I'd like to be able to adjust the volume in terms of dB here. More precisely, I want to introduce a certain parameter, say dbOffset, which, after calibration, determines how loud the tone is.

For example: if I calibrate so that dbOffset = 0 results in a tone of 50 dB, I want dbOffset = 10 to result in 60 dB, and so on.

Is this possible? Could anyone please help me with this?

Thanks a lot.

2

2 Answers

4
votes

The intensity of the sound (i.e. how loud it is) is determined by the amplitude of the sound wave. To increase or decrease the amplitude of a sine, you have to multiply it by a scale factor. Generally speaking:

 A*sin(2*pi*f)

yields a sine wave with a peak value (and therefore amplitude) of A, and frequency of f Hz. That, of course, in the continuous world.

That said, to control the sound intensity you have to multiply it by some constant.

Then, you have to look how the sound function works. From the official documentation:

The sound function assumes that y contains floating-point numbers between -1 and 1, and clips values outside that range.
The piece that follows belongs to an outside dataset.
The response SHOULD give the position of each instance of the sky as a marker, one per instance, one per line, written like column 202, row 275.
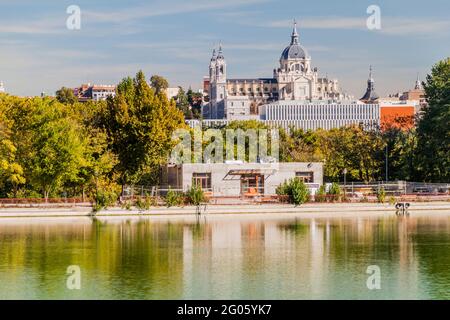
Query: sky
column 174, row 39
That loosely translates to: if the amplitude y is equal to one, the soundcard will emit the loudest sound it can. Oops, there you face a problem: the actual sound intensity is mainly dependent on the sound card and the loudspeakers connected to the PC... So it's not that easy to make a generic function that spits out some sound in decibels...

If you want just to play with the concept, and get used to it, try:

Fs = 44100;
duration = 2.0;

numberOfSamples = Fs * duration;
samples = (1:numberOfSamples) / Fs;
s = sin(2 * pi * freq * samples);
s2 = 0.5*sin(2*pi*freq*samples);

sound(s, Fs);
sound(s2,Fs);

This will create a sound with a peak value that's half the peak value of the first one played. That does not mean that it has half the intensity, or, using better terms, the power. The power of a sinusoid is not linearly related to its amplitude, but that's a completely different story.

Bottom line is: to do what you want, you'll have to know the whole system involved in reproducing the sound, you'll have to know some physics to calculate the power, and then, just then, you'll be able to write some code that, multiplying the sinusoid by some calculated constant, plays a sound wave with a specified intensity :)

3
votes

Probably all that you need to know is that 20 dB is equal to a factor of 10, i.e.

dB = 20 * log10(V / V0)

So to increase the amplitude by 20 dB your peak value needs to go up by a factor of 10, and conversely -20 dB is a reduction in amplitude by a factor of 10.